Studio, Findel’s main customer-facing business, has delivered steady sales growth of c 3% in the 16 weeks to 19 July, against a tough prior year comparative and in line with company expectations. Education also continues to make good progress, albeit in the early part of the key ‘back to school’ season, with customers increasingly ordering online. We leave our assumptions and forecast two-year EPS CAGR of 7.3% unchanged, ahead of Studio’s peak trading period. We value the shares at 423p, a significant premium to the current share price.
In the 16 weeks to 19 July, Studio’s sales increased by c 3%, against a tough prior year comparative of 11%, which was distorted, in part, by the timing of Easter and extreme weather conditions pushing sales into the start of the prior year. Ahead of peak trading, the roll out of initiatives including the Studio app and cash at point of sale payment options remain on track.

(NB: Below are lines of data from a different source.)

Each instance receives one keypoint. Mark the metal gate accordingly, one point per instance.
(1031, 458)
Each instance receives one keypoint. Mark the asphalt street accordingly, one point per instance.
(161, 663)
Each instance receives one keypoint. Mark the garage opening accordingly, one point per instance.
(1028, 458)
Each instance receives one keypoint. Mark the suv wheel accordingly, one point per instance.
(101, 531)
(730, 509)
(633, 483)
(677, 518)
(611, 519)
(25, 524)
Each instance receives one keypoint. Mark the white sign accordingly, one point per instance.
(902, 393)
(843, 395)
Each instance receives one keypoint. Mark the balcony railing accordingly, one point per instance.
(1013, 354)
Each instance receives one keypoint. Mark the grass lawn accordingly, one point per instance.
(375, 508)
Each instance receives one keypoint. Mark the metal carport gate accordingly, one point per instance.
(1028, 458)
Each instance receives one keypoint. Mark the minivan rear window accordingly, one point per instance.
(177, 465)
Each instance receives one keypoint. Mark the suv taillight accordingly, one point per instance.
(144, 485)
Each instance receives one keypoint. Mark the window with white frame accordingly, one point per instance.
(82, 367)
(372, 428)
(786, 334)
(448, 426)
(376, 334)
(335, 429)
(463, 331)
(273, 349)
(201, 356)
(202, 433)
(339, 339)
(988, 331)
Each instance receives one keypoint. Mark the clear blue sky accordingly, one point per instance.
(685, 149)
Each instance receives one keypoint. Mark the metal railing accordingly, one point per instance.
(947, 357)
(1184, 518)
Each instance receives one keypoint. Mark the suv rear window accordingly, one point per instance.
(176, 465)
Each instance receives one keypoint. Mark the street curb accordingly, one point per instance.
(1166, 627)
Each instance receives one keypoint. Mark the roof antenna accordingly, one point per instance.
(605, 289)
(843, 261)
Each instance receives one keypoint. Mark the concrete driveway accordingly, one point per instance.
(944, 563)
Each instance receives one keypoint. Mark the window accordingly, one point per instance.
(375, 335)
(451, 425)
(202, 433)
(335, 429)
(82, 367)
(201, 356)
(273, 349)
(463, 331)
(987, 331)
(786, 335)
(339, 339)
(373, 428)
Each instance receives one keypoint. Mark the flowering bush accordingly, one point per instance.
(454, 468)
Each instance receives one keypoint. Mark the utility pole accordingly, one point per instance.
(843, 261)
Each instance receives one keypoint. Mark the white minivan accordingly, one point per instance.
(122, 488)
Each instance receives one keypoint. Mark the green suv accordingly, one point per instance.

Education has also traded well in the early part of the key ‘back to school’ season, with customers increasingly ordering online and using digital tools to save time and money. Online now represents around two-thirds of Education sales compared with 20% two years ago.
Findel trades on a low FY20e P/E of 8.1x, which appears unjustified for a predominantly online retailer with a strong balance sheet and significant growth opportunities. Our blended DCF and peer valuation remains unchanged at 423p. The proposed change of company name from Findel to Studio Retail Group will be tabled at today’s AGM.